Pablo De Santis was born in Buenos Aires, studied Literature at the Universidad de Buenos Aires and subsequently worked as a journalist and comic-strip creator, becoming Editor-in-Chief of one of Argentina's leading comics magazines, Fierro. De Santis is the author of the novel The Paris Enigma. He lives in Buenos Aires.
The Intuitionist by Colson Whitehead. This is just such an incredibly original novel. It's bordering on a detective story and fantasy; it's set in the 1970s and tells the story of the first black woman elevator inspector. From the narrative's fantasy perspective, the novel's elevator inspectors are divided into two groups: the pragmatic inspectors that strictly adhere to the study of an elevator's mechanics and engineering, and the intuitionists, who rely on their sixth sense to diagnose the health and safety of each elevator. The novel's protagonist is faced with the breakdown and fall of one of the elevators she had previously inspected and approved as safe. The elevator's failure drives her to question her intuitionist methods. I read an interview where Colson Whitehead, who is still quite young, said that he started to write because he loved old Stephen King novels, which I could identify completely with.
Literati by Barry McCrea. This is a fantastic novel set in Trinity College in Dublin, where a student discovers the sortes method: a guessing game that uses a randomly chosen page from any book as the oracle for any given situation. The game quickly becomes an obsession for those in the novel. It reminds me of another equally engrossing novel: The Course of the Heart by M. John Harrison.

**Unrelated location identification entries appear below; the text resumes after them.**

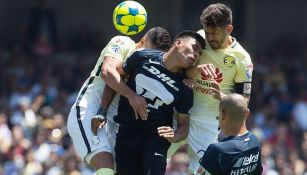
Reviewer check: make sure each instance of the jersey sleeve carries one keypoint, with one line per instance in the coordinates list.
(186, 102)
(243, 78)
(131, 62)
(210, 160)
(244, 70)
(119, 47)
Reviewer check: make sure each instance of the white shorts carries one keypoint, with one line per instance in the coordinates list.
(201, 135)
(79, 129)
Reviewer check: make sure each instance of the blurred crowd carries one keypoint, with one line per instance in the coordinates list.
(40, 76)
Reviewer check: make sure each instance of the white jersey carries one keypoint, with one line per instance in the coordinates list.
(88, 103)
(232, 65)
(120, 47)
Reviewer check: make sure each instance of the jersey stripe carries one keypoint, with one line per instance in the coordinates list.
(79, 116)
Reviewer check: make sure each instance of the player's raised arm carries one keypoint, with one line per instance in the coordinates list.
(204, 69)
(110, 74)
(182, 131)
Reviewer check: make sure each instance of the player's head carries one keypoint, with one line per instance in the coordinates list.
(189, 45)
(156, 38)
(217, 22)
(233, 111)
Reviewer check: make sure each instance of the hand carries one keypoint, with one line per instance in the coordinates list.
(207, 70)
(216, 90)
(167, 132)
(189, 82)
(97, 122)
(139, 105)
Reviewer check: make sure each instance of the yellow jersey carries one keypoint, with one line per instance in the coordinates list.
(232, 65)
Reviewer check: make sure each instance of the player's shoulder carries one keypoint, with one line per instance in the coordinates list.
(149, 53)
(202, 33)
(119, 39)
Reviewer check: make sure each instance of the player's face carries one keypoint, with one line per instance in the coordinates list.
(189, 50)
(216, 36)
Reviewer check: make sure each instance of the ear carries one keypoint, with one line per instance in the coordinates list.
(229, 29)
(247, 113)
(223, 114)
(178, 42)
(142, 41)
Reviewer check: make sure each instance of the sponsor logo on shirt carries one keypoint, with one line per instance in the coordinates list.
(249, 71)
(245, 165)
(219, 75)
(229, 61)
(115, 48)
(161, 76)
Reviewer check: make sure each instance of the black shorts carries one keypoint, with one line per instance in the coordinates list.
(140, 154)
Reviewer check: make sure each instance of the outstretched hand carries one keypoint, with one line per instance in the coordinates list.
(207, 70)
(167, 132)
(216, 90)
(97, 122)
(139, 105)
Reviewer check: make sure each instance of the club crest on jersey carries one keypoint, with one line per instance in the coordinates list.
(115, 48)
(229, 61)
(219, 75)
(249, 71)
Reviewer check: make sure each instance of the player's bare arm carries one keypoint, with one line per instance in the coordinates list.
(99, 120)
(206, 69)
(183, 121)
(110, 72)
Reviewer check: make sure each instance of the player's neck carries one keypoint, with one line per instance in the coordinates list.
(170, 63)
(227, 42)
(235, 130)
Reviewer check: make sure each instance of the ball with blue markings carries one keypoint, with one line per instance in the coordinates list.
(129, 17)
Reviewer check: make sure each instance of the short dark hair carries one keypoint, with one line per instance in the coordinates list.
(216, 15)
(160, 38)
(192, 34)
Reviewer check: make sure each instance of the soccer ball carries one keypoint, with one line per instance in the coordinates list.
(129, 17)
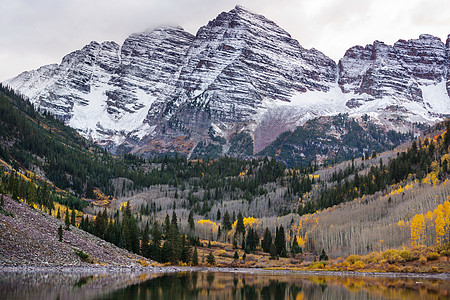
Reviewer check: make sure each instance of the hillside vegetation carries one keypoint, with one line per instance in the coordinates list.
(172, 209)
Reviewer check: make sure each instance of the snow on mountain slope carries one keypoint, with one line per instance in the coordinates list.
(166, 90)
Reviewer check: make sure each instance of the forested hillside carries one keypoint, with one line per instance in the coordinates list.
(164, 207)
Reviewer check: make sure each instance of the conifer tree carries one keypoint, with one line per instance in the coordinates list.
(273, 251)
(191, 221)
(145, 242)
(280, 241)
(186, 252)
(226, 221)
(195, 257)
(210, 259)
(31, 197)
(174, 220)
(240, 227)
(155, 248)
(323, 255)
(67, 219)
(166, 224)
(60, 233)
(72, 217)
(267, 240)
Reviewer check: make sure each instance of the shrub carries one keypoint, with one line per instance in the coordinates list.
(317, 265)
(407, 255)
(432, 256)
(358, 264)
(393, 268)
(422, 259)
(393, 256)
(210, 259)
(84, 256)
(352, 258)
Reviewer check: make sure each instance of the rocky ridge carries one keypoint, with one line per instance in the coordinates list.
(165, 90)
(30, 237)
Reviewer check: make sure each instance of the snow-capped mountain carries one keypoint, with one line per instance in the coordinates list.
(167, 90)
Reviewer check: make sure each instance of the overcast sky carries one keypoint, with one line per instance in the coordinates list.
(38, 32)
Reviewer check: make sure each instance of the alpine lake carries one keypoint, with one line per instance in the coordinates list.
(217, 284)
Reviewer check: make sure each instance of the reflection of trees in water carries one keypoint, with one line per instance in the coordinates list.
(247, 287)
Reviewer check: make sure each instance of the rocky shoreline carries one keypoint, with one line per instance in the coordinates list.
(174, 269)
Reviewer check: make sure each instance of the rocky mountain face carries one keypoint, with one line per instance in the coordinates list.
(234, 87)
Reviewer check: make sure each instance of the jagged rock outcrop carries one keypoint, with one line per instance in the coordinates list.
(405, 81)
(165, 90)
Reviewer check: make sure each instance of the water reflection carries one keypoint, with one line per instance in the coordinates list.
(215, 285)
(248, 287)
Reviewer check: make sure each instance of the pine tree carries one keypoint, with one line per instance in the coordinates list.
(100, 225)
(166, 224)
(31, 193)
(210, 259)
(174, 220)
(155, 248)
(240, 227)
(191, 221)
(145, 242)
(280, 241)
(273, 251)
(267, 240)
(72, 218)
(226, 221)
(323, 255)
(186, 251)
(67, 220)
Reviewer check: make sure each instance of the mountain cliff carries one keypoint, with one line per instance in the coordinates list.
(241, 80)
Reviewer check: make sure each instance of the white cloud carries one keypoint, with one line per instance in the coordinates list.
(34, 33)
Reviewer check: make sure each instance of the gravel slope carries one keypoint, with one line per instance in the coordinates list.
(31, 238)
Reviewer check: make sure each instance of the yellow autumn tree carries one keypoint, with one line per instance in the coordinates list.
(417, 229)
(440, 223)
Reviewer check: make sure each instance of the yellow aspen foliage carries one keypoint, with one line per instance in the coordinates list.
(248, 222)
(440, 223)
(301, 242)
(417, 229)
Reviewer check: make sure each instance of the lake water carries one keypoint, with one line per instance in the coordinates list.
(215, 285)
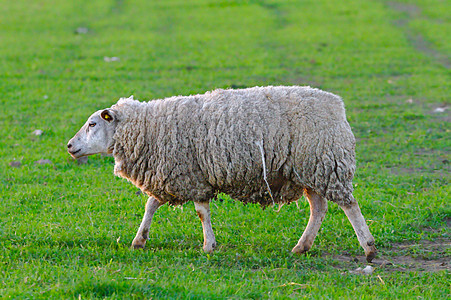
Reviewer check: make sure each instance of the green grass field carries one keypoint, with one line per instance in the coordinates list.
(65, 228)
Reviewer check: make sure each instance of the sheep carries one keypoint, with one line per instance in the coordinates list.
(261, 145)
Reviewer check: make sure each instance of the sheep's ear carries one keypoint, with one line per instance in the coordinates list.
(107, 115)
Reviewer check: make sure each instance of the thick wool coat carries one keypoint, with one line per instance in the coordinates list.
(260, 145)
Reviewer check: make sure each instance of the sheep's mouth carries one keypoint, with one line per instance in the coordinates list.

Beltenebros by Antonio Muñoz Molina This is one of this Spanish author's best novels. The primary narrator travels to a city to kill a man, and as he makes his way toward his victim, he begins to recall his own past and the choices he's made with such force, that we as readers experience his destructive mission from multiple perspectives. Other novels to read by Muñoz Molina are Winter In Lisbon and Full Moon.

Three Musketeers by Marcelo Birmajer and The Book of Murder by Guillermo Martinez. These two excellent novels by Argentine authors have been published in English this year.
Three Musketeers by Marcelo Birmajer narrates a detective story where the key to the novel's mystery lies in Argentina's violent past. Set in the 1970s, and centered around Buenos Aires' Jewish population, many of whom formed guerilla organizations, the novel's caustic yet melancholic humor makes this novel a superb read. Javier Mossed, the novel's journalist narrator guides us through the novel.
The Book of Murder by Guillermo Martinez is the story of a delayed act of revenge. It's a great read with a philosophical edge. The author (who is also a mathematician) also wrote The Oxford Murders, which was made into a feature film by Spanish director Alex de la Iglesia.